Labor Market Report Could Trigger Significant Recession Indicator

  • Immigration Drives Labor Supply, Not Necessarily Weaker Demand as a Sign of Recession.
  • Sahm Rule could signal activation, but currently less indicative due to special circumstances.

Eulerpool News·

The Sahm Rule, developed by economist Claudia Sahm, indicates that the U.S. economy has entered a recession when the three-month average of the national unemployment rate increases by 0.5% or more from its lowest point in the past twelve months. This rule has predicted recessions with 100% accuracy since the early 1970s. Should the jobs report on Friday for the month of July show an increase in the unemployment rate to 4.2%, the Sahm Rule would be triggered. However, economists, including Sahm herself, are cautious about viewing this outcome as an indicator of an impending recession in the U.S. economy given the current economic environment. "The rise in the unemployment rate is not as threatening as it would normally appear," Sahm wrote on July 26 in a post on Substack. Sahm argues that the current increase in unemployment does not account for recent changes in the labor market that were less common in previous instances when the Sahm Rule was triggered.

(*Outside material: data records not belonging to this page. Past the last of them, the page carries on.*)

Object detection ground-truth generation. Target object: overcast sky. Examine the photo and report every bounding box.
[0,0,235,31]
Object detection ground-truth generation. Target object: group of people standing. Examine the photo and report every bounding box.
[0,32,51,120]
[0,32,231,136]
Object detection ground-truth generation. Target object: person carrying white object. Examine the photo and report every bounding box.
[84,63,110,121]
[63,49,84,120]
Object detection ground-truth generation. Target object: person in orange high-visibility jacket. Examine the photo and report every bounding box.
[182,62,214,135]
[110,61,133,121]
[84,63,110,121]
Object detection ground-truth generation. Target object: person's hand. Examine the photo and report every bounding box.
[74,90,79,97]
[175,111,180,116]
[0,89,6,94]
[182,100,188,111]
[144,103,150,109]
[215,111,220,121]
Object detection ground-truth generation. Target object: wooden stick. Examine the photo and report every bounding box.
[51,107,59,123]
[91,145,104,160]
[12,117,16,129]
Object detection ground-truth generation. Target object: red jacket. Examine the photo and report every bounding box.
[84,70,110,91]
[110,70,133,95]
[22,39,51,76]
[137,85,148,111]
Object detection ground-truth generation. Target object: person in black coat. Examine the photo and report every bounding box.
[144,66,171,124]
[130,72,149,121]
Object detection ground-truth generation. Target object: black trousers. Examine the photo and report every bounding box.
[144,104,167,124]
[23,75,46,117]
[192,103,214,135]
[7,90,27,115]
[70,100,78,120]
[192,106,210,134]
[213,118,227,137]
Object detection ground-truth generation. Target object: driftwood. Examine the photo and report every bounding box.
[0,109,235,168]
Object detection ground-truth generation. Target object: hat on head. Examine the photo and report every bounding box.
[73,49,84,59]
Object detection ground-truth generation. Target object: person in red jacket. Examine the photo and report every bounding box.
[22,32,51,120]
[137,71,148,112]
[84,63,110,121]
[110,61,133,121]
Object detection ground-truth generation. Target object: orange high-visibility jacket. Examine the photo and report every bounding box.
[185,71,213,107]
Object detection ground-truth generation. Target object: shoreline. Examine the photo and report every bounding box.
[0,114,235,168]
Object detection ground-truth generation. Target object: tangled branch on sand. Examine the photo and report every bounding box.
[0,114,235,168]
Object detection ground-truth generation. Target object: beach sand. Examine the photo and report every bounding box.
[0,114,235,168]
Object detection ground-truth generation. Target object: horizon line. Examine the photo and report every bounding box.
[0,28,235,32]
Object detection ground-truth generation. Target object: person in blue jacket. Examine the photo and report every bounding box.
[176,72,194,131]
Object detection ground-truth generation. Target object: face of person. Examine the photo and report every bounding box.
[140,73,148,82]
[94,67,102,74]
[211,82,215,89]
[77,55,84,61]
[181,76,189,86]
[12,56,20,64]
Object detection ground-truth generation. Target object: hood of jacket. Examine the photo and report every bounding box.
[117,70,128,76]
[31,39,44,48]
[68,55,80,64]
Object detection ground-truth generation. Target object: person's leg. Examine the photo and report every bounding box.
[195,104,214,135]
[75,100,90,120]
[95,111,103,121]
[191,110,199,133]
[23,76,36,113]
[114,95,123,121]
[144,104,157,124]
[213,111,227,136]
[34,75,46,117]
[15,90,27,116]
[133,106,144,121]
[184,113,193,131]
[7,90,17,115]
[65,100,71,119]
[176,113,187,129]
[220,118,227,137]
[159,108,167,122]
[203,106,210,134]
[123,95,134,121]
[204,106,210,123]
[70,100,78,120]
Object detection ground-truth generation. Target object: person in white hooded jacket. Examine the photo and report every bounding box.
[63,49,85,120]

These include pandemic-related distortions in labor force participation and a massive increase in immigration. "In past recessions, the share of new entrants — those without a work history or returning to the labor force — decreased," Sahm wrote. "The weakening of the labor market discourages them from seeking work. Currently, the share of new entrants remains unchanged. This suggests that an increased labor supply due to immigrants is raising unemployment and is not a sign of weaker demand, as would typically be seen in a recession." Michael Gapen, Head of U.S. Economics at Bank of America Securities, recently told Yahoo Finance that the Sahm Rule cannot be seen as a useful recession tool in the current economic situation. "The unemployment rate is mostly rising because labor force growth through immigration is outpacing labor demand," Gapen said. For now, said Gapen, the recent increase in unemployment is not a story of companies cutting costs through layoffs. Asked at a press conference on Wednesday whether he was concerned about the Sahm Rule being triggered, Federal Reserve Chairman Jerome Powell said: "The real question is whether we are worried about a sharper downturn in the labor market. The answer is that we are paying close attention." He characterized the rule as a "statistical regularity" and added, "It's not like an economic rule that tells you something has to happen.